The ingredients firm has introduced ten pulse-based flours made from faba bean (also known as fava or broad bean), chickpea, yellow lentil or yellow pea. The flours vary in their starch and protein content and are available in three particle grades – coarse, fine and high starch – to make them suitable for different applications, including bread, cakes, pasta, extruded snacks and pastries.
Mona Rademacher, European marketing manager for the company’s wholesome & bakery division, told FoodNavigator that a growing cohort of flexitarian consumers was looking for alternatives to animal-derived protein sources, and this was a key target market.
“Some want to eat less meat for health reasons or to lower their environmental impact, but also because meat is expensive,” she said. “…We see a rise in consumer interest in nutritious foods, particularly those that are high in protein.”
The faba bean flour contains the most protein, with 25% in the dry matter, compared to less than half that for traditional wheat flour. To claim that a food is a source of protein under EU law, at least 12% of its energy must come from protein.
The flours’ gluten-free status was also important, she said, particularly for food manufacturers looking to add nutrition back into gluten-free products.

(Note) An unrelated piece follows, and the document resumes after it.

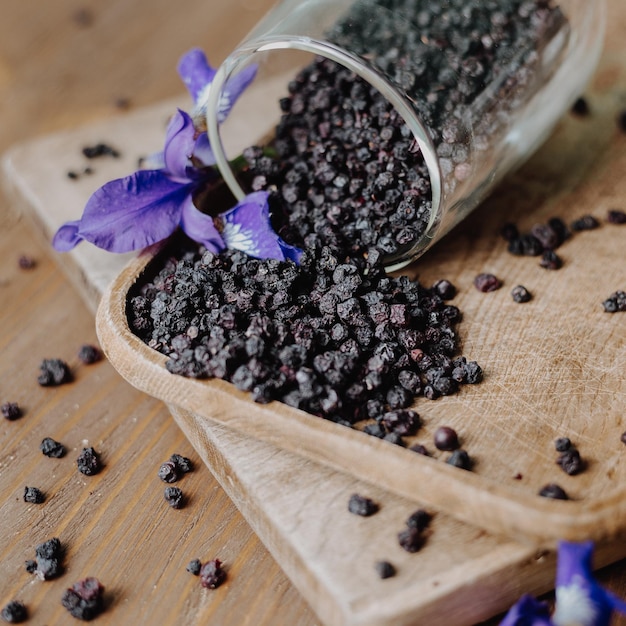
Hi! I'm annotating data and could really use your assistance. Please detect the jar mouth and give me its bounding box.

“We want to reach gluten-free producers who want to improve their products from what they are today. With these flours, you have the opportunity to add back protein that you lost when taking out gluten…This is an area where we are seeing more and more demand in the market.”
In addition, the various grades of flour could improve on the dry, crumbly textures often associated with gluten-free formulations based on rice flour and starch blends, and pulse flours could be used as a point of differentiation for snacks and bakery products.
High protein +
The flours – which are being sold under Ingredion’s Homecraft brand name – could also be used in non-gluten-free foods to boost protein content, Rademacher said, especially useful for manufacturers of wheat-based products, like crackers for example, seeking a ‘source of protein’ claim.
Alongside the flours, the company has launched a range of pulse-based protein concentrates from faba bean, yellow lentil and yellow pea, under its Vitessence brand. These contain 55-60% protein and are intended to boost plant-based protein in baked goods, snacks, cereals and meat substitutes, while avoiding soy, which requires allergen labelling.